Now that you have your research organized and a research paper format, you can move on to writing the first draft! 

How to Write an Introduction for a Research Paper

A research paper introduction gives some background information about the topic. The first sentence should be intriguing and hook the reader to want to know more. The goal of the introduction section is to answer 3 main questions. What is the paper going to be about? Why should the reader care about the topic? And how you are going to present the information. 


The research paper introduction example paragraph should give some interesting background information to capture the reader’s interest, clearly state what is the question you will answer through the thesis statement, explain why the topic is important to understand, and hint at how the paper will be structured. 


A thesis statement is the most important part of the introductory paragraph. A thesis statement is the main purpose of your paper. It is the question you are answering and guides the information you will present. A thesis statement should be precise and compelling. Think of it as boiling down your main argument to just one or two sentences. 


Your thesis statement might change as you do more research or as you write your paper and new information and thoughts present themselves. Don’t be worried about this, you can edit or modify your thesis statement,  but don’t stray too far from your original thesis statement. 

The Body Paragraphs

The body paragraphs are where you present your research and draw conclusions. Remember, this isn’t a simple essay, so use as many body paragraphs as you feel necessary. Each body paragraph should address one main point or research question. Use at least 3 pieces of research as evidence for each point you are making in a body paragraph. 


A detailed outline will help you organize each of your paragraphs and make sure that you are using all the relevant bits of research. Remember that an outline isn’t set in stone though, feel free to deviate from the outline as you see fit. 


A research paper is an academic form of writing, but that doesn’t mean that it shouldn’t have a good flow throughout. Each of your body paragraphs should be well structured, but should also fit into the overall flow of the paper. As you write your paper, try and think about it from the perspective of the reader. Since you’ve done the research, you know the topic well, but would someone who knows nothing about the topic understand the paper? This will make sure that the paragraphs are in the right order and that you are expressing your arguments clearly. 

How to Write a Conclusion for a Research Paper

A research paper conclusion gives a brief summary of the main arguments and reiterates and answers the thesis statement. The conclusion should tie together all the points you’ve made, highlighting a few key pieces of research while giving the reader an answer to the original research question.


The general format of the conclusion paragraph is a summary of the main arguments, answering the main question, and then stating avenues for possible future research. Highlighting avenues for possible further research as a conclusion research paper example works because leaving the reader with more questions to think about while they process the conclusion you’ve drawn keeps them engaged. 

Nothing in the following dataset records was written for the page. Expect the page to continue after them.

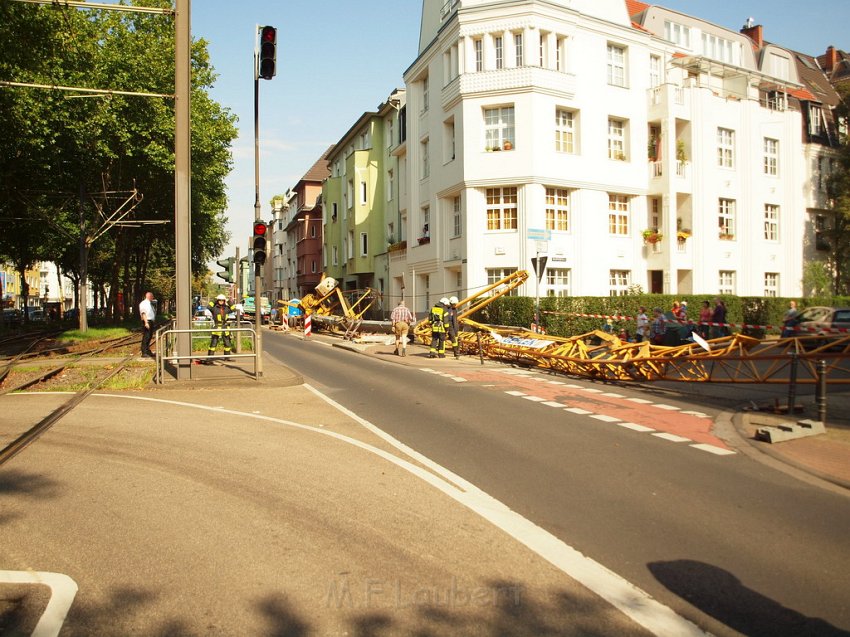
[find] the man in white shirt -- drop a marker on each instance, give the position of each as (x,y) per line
(148,315)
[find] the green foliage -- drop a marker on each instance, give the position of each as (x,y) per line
(563,316)
(68,151)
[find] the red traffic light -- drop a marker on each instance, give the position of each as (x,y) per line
(268,34)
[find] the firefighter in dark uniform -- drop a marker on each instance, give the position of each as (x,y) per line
(439,318)
(453,329)
(220,310)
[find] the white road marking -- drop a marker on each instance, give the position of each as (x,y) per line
(635,427)
(672,437)
(62,592)
(605,418)
(717,451)
(630,600)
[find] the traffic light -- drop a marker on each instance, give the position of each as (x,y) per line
(227,264)
(268,53)
(259,242)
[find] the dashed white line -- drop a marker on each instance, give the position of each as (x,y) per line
(605,418)
(717,451)
(666,407)
(671,437)
(635,427)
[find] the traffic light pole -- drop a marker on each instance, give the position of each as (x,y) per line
(258,269)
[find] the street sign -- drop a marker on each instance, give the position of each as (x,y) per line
(539,234)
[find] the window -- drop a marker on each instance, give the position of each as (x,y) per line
(655,213)
(457,218)
(726,218)
(726,282)
(494,275)
(425,96)
(616,65)
(557,209)
(654,70)
(558,281)
(816,126)
(448,140)
(425,159)
(619,282)
(561,55)
(542,50)
(499,126)
(518,61)
(564,131)
(771,222)
(725,148)
(501,208)
(616,139)
(720,49)
(677,34)
(618,215)
(771,284)
(771,156)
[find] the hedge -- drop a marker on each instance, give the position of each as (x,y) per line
(558,314)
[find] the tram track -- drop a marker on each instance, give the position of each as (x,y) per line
(24,440)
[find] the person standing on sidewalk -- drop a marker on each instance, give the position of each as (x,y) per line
(402,318)
(439,324)
(220,309)
(453,328)
(147,313)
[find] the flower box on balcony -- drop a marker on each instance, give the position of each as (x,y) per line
(652,236)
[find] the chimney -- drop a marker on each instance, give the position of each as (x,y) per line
(754,32)
(830,59)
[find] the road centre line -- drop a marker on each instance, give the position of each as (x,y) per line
(62,592)
(630,600)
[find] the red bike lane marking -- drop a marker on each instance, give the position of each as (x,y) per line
(675,422)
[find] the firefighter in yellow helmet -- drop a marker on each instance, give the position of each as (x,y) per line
(220,309)
(453,329)
(438,318)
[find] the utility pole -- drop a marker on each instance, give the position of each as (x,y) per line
(182,183)
(265,62)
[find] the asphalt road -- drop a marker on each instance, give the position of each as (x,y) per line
(733,545)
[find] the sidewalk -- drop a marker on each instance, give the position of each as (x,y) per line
(825,456)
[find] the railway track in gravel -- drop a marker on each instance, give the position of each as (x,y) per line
(32,434)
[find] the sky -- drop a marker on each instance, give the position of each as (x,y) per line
(337,59)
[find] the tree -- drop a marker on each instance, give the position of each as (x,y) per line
(69,157)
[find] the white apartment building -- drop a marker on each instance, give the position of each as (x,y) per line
(572,129)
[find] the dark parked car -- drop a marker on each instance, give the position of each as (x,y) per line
(826,322)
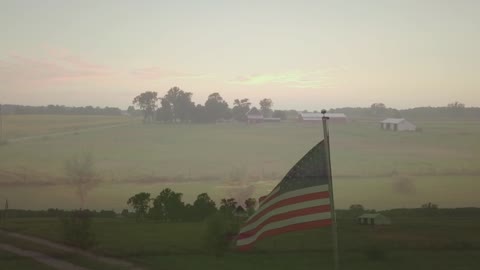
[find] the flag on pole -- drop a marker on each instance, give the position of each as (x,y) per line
(300,201)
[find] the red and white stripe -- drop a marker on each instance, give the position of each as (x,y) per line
(280,213)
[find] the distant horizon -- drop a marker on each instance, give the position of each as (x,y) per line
(307,53)
(230,104)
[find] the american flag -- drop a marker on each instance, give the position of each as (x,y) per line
(300,201)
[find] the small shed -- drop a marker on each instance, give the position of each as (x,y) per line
(317,117)
(254,116)
(397,124)
(374,219)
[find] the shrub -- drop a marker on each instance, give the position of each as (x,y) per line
(220,232)
(77,229)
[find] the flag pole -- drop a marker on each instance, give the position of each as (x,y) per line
(326,137)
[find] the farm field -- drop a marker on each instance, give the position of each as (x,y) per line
(14,262)
(376,168)
(408,243)
(19,126)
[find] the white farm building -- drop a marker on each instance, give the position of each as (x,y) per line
(397,124)
(374,219)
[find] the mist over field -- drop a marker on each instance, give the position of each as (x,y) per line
(308,134)
(239,160)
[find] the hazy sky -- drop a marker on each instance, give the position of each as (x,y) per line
(302,54)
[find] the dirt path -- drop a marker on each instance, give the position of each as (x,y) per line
(103,259)
(42,258)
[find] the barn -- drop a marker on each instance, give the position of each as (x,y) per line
(317,117)
(397,124)
(254,116)
(374,219)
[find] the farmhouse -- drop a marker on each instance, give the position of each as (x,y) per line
(317,117)
(374,219)
(397,124)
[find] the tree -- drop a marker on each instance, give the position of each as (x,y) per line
(199,114)
(125,213)
(280,114)
(203,207)
(77,229)
(456,107)
(250,205)
(165,112)
(146,101)
(181,103)
(266,107)
(240,109)
(130,110)
(140,203)
(357,208)
(456,104)
(80,171)
(429,205)
(168,206)
(216,108)
(227,206)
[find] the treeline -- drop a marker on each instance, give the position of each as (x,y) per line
(177,106)
(58,109)
(169,207)
(454,110)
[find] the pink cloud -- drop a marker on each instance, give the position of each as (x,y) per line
(18,70)
(152,73)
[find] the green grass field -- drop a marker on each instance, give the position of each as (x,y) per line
(9,261)
(376,168)
(18,126)
(426,242)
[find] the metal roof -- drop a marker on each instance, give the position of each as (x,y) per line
(393,120)
(370,215)
(320,115)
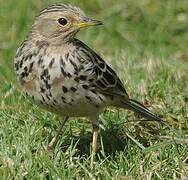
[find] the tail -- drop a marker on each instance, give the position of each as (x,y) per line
(141,110)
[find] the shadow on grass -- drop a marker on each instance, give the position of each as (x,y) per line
(114,139)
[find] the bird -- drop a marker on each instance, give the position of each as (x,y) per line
(60,73)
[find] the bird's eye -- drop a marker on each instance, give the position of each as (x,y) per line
(62,21)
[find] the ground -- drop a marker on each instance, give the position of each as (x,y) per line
(146,43)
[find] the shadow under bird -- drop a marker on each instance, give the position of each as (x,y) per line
(65,76)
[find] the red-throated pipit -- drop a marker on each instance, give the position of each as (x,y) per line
(64,75)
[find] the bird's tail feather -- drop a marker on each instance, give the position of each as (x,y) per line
(141,110)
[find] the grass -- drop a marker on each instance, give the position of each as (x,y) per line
(146,43)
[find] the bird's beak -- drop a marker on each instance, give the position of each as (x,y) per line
(86,22)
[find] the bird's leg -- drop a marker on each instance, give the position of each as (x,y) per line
(53,142)
(95,129)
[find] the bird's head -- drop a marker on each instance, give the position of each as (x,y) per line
(61,21)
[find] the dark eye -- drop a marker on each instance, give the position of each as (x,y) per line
(62,21)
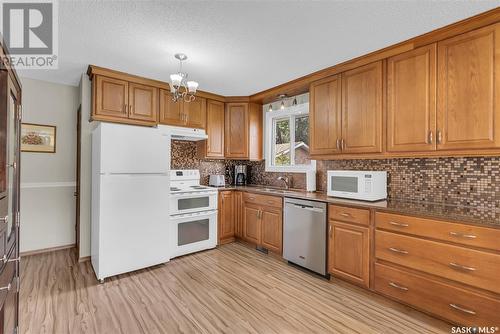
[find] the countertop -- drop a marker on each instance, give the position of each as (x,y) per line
(487,217)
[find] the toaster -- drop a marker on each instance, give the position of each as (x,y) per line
(217,180)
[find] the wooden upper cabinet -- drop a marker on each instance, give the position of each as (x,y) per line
(362,94)
(143,102)
(236,130)
(170,111)
(411,100)
(469,90)
(111,97)
(325,116)
(215,129)
(195,113)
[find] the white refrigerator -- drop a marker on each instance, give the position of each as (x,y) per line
(130,198)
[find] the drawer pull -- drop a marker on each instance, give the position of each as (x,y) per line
(396,250)
(459,266)
(399,224)
(461,235)
(397,286)
(456,307)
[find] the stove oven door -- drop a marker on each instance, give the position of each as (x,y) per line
(192,202)
(194,232)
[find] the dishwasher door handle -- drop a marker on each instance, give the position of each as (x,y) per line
(309,208)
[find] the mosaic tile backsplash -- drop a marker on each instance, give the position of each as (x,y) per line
(455,181)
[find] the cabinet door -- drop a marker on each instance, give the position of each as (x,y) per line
(196,113)
(411,101)
(349,252)
(251,223)
(111,97)
(215,129)
(469,90)
(238,219)
(324,116)
(272,229)
(362,109)
(236,130)
(171,112)
(143,102)
(226,216)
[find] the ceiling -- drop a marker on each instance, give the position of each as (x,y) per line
(237,47)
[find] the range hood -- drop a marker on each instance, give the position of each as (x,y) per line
(187,134)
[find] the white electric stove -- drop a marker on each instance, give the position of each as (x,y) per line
(193,213)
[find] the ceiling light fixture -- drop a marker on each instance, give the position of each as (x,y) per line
(180,87)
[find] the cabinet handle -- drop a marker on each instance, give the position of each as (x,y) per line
(396,250)
(461,235)
(397,286)
(456,307)
(399,224)
(461,267)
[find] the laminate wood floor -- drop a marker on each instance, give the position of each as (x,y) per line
(232,289)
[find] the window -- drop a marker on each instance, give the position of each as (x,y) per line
(287,140)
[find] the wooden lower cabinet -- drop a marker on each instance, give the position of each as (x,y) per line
(238,208)
(262,223)
(459,305)
(272,229)
(251,223)
(226,217)
(446,269)
(349,244)
(349,252)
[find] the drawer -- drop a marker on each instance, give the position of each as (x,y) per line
(265,200)
(458,305)
(473,267)
(350,215)
(454,232)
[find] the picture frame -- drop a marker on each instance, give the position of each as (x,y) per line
(38,138)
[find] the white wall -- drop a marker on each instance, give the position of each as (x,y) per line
(48,179)
(85,166)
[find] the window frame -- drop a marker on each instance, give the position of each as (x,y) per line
(271,118)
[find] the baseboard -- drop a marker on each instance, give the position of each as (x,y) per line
(46,250)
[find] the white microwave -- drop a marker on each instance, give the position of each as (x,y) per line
(354,184)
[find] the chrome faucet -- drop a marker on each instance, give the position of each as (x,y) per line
(286,180)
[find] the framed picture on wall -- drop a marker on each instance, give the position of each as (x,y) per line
(38,138)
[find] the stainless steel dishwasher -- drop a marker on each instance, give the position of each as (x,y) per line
(304,234)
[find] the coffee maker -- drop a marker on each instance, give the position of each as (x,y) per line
(240,175)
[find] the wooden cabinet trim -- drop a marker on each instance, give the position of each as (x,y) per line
(411,95)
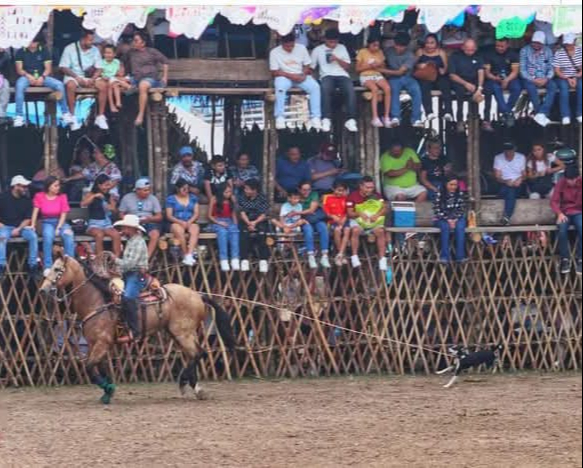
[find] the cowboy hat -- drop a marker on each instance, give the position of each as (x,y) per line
(131,221)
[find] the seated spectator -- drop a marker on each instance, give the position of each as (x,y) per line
(290,172)
(81,65)
(148,69)
(370,65)
(536,71)
(566,203)
(400,66)
(325,168)
(334,205)
(510,172)
(290,66)
(15,221)
(367,211)
(243,171)
(431,72)
(183,212)
(51,207)
(188,169)
(450,208)
(540,171)
(223,216)
(466,71)
(253,212)
(34,68)
(400,167)
(316,219)
(435,167)
(333,60)
(502,69)
(101,205)
(217,177)
(146,207)
(567,63)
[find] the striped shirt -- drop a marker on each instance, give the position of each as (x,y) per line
(564,62)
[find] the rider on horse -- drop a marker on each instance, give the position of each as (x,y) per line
(134,268)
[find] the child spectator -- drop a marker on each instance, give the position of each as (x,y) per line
(334,206)
(223,215)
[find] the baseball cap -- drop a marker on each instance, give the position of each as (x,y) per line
(19,180)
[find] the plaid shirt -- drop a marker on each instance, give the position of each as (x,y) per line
(135,255)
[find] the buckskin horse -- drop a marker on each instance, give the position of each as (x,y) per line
(180,314)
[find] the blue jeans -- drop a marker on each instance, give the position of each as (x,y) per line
(549,99)
(411,85)
(28,235)
(565,95)
(22,84)
(226,237)
(493,88)
(460,239)
(309,85)
(575,220)
(322,228)
(49,228)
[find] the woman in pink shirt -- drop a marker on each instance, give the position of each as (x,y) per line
(52,207)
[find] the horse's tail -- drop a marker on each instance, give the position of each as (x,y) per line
(223,323)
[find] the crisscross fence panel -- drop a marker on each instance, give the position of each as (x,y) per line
(297,322)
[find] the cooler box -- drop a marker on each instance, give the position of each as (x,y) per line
(404,214)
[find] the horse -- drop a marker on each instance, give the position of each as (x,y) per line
(181,314)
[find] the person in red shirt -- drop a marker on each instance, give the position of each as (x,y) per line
(359,205)
(566,203)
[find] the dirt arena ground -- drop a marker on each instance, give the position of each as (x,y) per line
(484,421)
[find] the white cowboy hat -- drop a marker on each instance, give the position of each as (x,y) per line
(130,221)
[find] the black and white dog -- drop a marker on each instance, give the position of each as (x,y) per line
(464,359)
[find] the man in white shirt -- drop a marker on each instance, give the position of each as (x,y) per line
(510,172)
(290,66)
(81,65)
(334,62)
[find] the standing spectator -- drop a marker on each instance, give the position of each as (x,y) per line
(537,72)
(189,170)
(253,213)
(146,207)
(333,60)
(325,168)
(101,205)
(34,68)
(290,171)
(502,68)
(148,69)
(566,203)
(223,216)
(51,206)
(510,172)
(81,65)
(400,66)
(466,71)
(540,171)
(183,212)
(367,211)
(290,66)
(370,65)
(400,167)
(432,73)
(450,210)
(15,221)
(567,63)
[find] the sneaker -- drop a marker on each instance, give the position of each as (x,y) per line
(101,122)
(351,126)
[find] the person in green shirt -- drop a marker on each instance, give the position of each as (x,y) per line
(400,166)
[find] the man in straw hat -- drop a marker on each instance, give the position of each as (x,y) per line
(133,265)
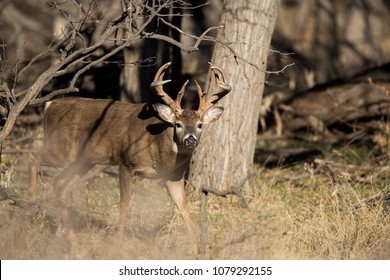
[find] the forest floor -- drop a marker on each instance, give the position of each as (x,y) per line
(328,209)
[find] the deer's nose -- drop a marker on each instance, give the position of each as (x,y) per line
(190,141)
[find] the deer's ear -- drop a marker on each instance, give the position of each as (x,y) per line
(165,112)
(212,114)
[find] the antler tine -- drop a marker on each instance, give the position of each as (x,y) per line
(202,99)
(158,83)
(181,93)
(221,89)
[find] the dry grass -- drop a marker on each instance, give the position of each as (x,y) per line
(295,213)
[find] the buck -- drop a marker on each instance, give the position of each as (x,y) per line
(148,140)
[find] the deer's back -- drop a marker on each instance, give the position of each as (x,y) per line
(100,131)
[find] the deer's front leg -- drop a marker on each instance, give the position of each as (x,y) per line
(177,192)
(125,177)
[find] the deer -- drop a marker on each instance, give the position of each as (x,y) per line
(154,141)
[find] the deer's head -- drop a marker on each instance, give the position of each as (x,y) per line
(188,124)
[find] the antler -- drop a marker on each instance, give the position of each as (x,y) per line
(220,90)
(157,85)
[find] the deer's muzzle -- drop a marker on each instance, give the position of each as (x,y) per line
(190,141)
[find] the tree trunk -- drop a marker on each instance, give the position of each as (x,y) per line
(225,155)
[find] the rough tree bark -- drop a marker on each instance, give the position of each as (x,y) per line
(225,155)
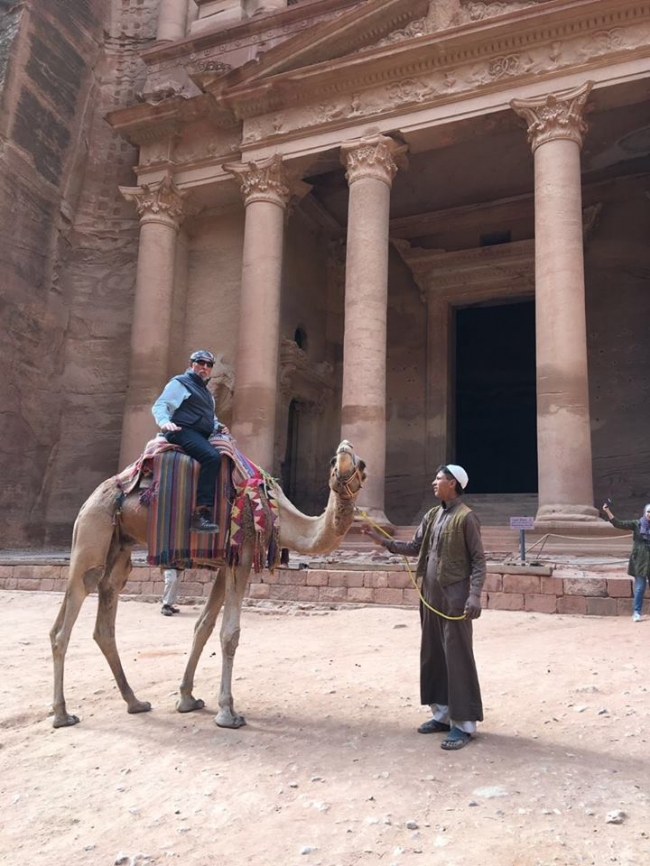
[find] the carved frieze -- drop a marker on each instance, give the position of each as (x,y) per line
(507,269)
(555,116)
(481,11)
(441,76)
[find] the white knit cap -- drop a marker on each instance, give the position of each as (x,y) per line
(459,474)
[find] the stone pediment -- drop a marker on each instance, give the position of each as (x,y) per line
(344,36)
(368,25)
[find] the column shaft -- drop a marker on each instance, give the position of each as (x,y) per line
(161,209)
(563,420)
(371,165)
(254,405)
(150,334)
(363,412)
(555,131)
(172,20)
(266,193)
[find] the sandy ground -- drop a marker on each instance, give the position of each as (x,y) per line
(330,770)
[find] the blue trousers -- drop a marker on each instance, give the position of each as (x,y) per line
(197,446)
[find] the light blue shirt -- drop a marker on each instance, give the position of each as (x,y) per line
(174,393)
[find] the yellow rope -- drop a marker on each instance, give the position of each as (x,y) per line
(367,518)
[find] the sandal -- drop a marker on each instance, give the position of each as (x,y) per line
(433,726)
(456,740)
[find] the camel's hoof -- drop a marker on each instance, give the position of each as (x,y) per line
(229,720)
(65,721)
(139,707)
(189,704)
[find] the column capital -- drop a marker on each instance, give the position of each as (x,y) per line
(378,157)
(555,116)
(264,180)
(159,202)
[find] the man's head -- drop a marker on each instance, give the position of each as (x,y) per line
(201,363)
(449,482)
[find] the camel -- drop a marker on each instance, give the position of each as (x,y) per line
(101,560)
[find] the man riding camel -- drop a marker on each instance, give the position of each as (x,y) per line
(185,413)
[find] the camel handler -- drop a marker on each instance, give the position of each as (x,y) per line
(451,570)
(185,414)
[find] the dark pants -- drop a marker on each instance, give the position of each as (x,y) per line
(447,668)
(197,446)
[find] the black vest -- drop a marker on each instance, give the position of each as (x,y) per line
(197,410)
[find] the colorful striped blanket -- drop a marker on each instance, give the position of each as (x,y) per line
(245,507)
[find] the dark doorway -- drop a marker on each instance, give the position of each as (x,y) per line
(496,406)
(290,462)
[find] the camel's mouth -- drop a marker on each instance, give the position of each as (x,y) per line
(348,472)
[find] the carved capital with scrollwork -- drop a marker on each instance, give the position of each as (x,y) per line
(555,116)
(159,202)
(265,180)
(378,157)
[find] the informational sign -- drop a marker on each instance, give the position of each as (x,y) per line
(522,523)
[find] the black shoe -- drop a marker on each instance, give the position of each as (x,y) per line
(201,523)
(433,726)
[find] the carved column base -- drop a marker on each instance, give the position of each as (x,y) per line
(571,519)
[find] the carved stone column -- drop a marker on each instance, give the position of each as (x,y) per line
(266,190)
(161,209)
(555,132)
(371,166)
(172,20)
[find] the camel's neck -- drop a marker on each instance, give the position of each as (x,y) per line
(311,535)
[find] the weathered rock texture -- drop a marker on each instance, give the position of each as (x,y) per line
(70,243)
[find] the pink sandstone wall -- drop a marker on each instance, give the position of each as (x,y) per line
(46,98)
(98,276)
(212,310)
(406,480)
(617,267)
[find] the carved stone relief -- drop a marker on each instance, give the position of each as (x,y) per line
(222,386)
(310,384)
(451,79)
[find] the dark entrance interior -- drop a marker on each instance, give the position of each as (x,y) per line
(496,413)
(290,462)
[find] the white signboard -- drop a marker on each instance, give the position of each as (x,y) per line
(522,523)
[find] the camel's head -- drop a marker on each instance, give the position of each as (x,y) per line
(348,472)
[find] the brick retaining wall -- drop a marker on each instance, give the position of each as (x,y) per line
(540,590)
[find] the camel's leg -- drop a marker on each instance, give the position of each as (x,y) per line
(117,574)
(74,597)
(236,582)
(87,564)
(202,631)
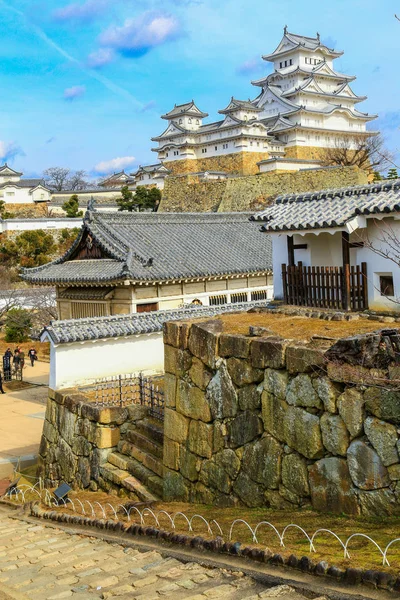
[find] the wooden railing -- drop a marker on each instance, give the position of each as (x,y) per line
(326,287)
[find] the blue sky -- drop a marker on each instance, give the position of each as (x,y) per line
(84,82)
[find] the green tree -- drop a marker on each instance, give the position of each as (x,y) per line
(392,174)
(17,326)
(71,207)
(142,199)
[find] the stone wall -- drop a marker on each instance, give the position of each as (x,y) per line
(263,421)
(77,439)
(240,163)
(250,193)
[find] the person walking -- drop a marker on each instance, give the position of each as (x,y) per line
(33,356)
(1,384)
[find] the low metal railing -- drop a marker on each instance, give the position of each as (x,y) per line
(129,389)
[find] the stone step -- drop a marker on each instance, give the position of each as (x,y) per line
(144,443)
(122,478)
(151,428)
(148,460)
(151,481)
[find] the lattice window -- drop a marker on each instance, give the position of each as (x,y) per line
(217,300)
(239,297)
(259,295)
(82,310)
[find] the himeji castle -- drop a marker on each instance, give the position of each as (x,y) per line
(303,106)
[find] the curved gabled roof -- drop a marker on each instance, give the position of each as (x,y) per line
(161,247)
(330,208)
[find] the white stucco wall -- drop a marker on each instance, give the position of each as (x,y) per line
(83,362)
(325,249)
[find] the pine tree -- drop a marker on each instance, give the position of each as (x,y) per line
(392,173)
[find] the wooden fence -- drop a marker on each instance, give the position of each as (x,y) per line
(326,287)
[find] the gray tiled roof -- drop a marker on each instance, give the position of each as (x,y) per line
(163,247)
(79,330)
(330,208)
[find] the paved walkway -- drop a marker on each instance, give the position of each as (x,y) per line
(22,415)
(49,564)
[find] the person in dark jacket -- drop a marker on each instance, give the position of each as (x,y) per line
(1,384)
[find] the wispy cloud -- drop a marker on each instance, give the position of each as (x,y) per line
(77,91)
(100,58)
(251,66)
(149,106)
(105,81)
(114,165)
(84,12)
(9,151)
(139,35)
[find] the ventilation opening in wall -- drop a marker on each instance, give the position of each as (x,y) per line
(239,297)
(259,295)
(386,285)
(217,300)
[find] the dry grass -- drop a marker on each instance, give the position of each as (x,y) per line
(363,553)
(298,328)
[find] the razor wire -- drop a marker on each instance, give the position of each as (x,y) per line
(44,495)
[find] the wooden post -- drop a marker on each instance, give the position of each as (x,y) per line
(346,271)
(290,251)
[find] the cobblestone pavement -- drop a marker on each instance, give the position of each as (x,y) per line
(46,563)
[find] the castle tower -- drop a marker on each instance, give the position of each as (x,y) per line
(305,102)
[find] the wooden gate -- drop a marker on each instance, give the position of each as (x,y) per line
(326,287)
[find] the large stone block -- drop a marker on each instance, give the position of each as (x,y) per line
(331,487)
(200,374)
(303,433)
(335,436)
(170,390)
(366,468)
(171,454)
(269,352)
(191,401)
(383,436)
(242,373)
(351,409)
(234,345)
(221,395)
(200,440)
(249,397)
(175,487)
(328,391)
(189,465)
(273,414)
(249,492)
(243,429)
(176,426)
(383,403)
(300,392)
(275,382)
(295,474)
(203,341)
(262,462)
(303,359)
(107,437)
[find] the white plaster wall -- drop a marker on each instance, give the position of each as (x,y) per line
(82,363)
(33,224)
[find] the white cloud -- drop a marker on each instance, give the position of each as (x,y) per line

Make sure you don’t include any new or important information in the conclusion. New information requires new supporting evidence and important information should be included in the body paragraphs. The conclusion paragraph should give the reader a sense of closure, so don’t drag it on for too long. A good research paper conclusion example would be something that is a short summary of the entire paper. Try Studyfy homework help service to improve your grades.

Proofreading and Editing

Now that you’ve finished your first draft, it’s time to go over it again and work towards your final draft. Read over your paper quickly a few times and see if anything jumps out at you. Maybe some paragraphs need to be rearranged, or some pieces of information need more citations. Think of your first draft as getting all your ideas down in a written format and the editing process and refining and shaping the end product. 


During the writing process you may come up with new ideas, or you may find that some original ideas don’t seem to fit the overall theme or flow of the paper. Remove, replace, condense, and expand sections as you see fit. The first draft is never good enough to submit, you will spend as much time editing and working on drafts of your paper as you did writing the first draft, if not more. 


Once you have a final draft, you still need to go over it with a fine-tooth comb to make sure that it is as good as it can be. Try to read the paper as if you knew nothing about the topic and figure out if it has a logical flow and is easy to understand while still presenting a strong argument. Check your thesis statement and original research question and confirm that the paper actually answers those questions. Check your instructions and make sure you’ve addressed all the things it asks for. 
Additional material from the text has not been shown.